Camat Moncongloe, Herwan, menjelaskan bahwa kegiatan yang dilakukan warga ini merupakan bagian dari inisiatif yang lebih besar, yakni Gerakan Desa Peduli Sampah. Gerakan ini, jelasnya, digagas oleh pemerintah desa bersama masyarakat dan perwakilan dari sejumlah kompleks perumahan sekitar sebagai respons terhadap masalah sampah yang kian serius.

“Gerakan ini lahir dari keresahan warga terhadap meningkatnya volume sampah yang dibuang secara sembarangan, khususnya di sepanjang jalan poros depan Waduk Nipa-Nipa,” ujar Herwan.
Ia mengungkapkan, lokasi tersebut memang sering dijadikan sasaran pembuangan sampah liar oleh warga yang melintas.
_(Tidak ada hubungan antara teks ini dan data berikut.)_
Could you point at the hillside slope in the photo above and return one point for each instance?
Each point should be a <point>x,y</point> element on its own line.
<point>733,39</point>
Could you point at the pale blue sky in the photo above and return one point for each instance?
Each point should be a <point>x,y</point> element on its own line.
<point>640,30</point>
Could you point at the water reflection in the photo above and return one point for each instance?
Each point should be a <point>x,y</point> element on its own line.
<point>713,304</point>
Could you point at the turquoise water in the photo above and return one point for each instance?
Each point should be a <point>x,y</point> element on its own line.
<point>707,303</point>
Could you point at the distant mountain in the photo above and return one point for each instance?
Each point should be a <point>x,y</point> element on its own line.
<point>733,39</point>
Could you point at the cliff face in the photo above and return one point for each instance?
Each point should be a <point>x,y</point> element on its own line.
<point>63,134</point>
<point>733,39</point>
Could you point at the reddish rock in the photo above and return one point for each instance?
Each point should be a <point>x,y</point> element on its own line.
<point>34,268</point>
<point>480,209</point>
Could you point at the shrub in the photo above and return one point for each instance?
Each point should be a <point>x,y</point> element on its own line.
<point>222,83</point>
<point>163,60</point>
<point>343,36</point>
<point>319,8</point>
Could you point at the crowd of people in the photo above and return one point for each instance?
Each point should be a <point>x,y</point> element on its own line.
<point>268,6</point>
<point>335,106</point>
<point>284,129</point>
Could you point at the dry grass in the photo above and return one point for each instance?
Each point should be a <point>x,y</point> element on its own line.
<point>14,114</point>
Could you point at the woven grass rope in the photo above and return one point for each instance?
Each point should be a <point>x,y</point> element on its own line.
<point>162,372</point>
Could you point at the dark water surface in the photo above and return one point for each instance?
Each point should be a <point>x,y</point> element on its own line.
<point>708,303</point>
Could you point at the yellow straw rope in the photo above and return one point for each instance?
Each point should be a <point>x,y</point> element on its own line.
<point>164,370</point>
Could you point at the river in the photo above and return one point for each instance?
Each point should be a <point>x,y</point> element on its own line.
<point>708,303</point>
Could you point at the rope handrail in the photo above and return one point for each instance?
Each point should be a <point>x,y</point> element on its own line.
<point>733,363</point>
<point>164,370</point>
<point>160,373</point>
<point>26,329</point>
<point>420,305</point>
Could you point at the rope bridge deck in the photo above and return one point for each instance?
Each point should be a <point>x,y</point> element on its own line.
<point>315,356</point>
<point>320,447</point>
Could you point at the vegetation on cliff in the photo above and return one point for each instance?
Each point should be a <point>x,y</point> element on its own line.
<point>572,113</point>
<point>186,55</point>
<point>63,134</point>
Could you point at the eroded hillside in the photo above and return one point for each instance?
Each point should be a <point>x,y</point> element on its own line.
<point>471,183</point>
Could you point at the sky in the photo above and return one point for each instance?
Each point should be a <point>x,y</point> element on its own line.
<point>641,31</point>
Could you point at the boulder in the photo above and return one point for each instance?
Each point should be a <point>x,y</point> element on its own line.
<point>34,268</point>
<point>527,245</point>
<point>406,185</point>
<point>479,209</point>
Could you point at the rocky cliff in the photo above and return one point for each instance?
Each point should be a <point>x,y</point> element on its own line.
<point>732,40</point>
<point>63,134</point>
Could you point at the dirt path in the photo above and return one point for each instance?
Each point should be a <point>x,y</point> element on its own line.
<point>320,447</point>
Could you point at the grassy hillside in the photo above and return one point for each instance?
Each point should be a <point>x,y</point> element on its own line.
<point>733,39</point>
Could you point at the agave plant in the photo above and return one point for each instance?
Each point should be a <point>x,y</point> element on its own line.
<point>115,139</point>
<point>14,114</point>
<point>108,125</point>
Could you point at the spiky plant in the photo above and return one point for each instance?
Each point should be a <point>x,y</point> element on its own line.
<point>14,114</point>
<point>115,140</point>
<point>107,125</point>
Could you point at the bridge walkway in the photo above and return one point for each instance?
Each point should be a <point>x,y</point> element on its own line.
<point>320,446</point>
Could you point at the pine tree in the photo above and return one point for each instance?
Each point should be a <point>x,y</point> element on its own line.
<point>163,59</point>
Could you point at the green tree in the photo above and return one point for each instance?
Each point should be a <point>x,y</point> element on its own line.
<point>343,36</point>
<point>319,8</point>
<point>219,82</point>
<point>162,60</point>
Herwan menyebutkan, sampah tersebut tidak hanya berasal dari warga desa setempat, tetapi juga diduga kuat dari wilayah perbatasan seperti Gowa dan Antang-Makassar, yang berbatasan langsung dengan Desa Moncongloe Lappara.
Herwan menambahkan, sebenarnya layanan pengangkutan sampah telah disediakan oleh pemerintah desa melalui Badan Usaha Milik Desa (BUMDes) maupun pihak swasta. Warga dapat memanfaatkan layanan ini dengan membayar iuran yang cukup terjangkau, yakni Rp25.000 per bulan.
Sayangnya, menurut Herwan, tidak semua warga memanfaatkan atau berlangganan layanan tersebut. “Sebagian warga memilih tidak menggunakan layanan tersebut dan inilah yang selama ini diduga membuang sampah sembarangan,” pungkasnya, menekankan perlunya kesadaran dan partisipasi seluruh masyarakat dalam menjaga kebersihan lingkungan.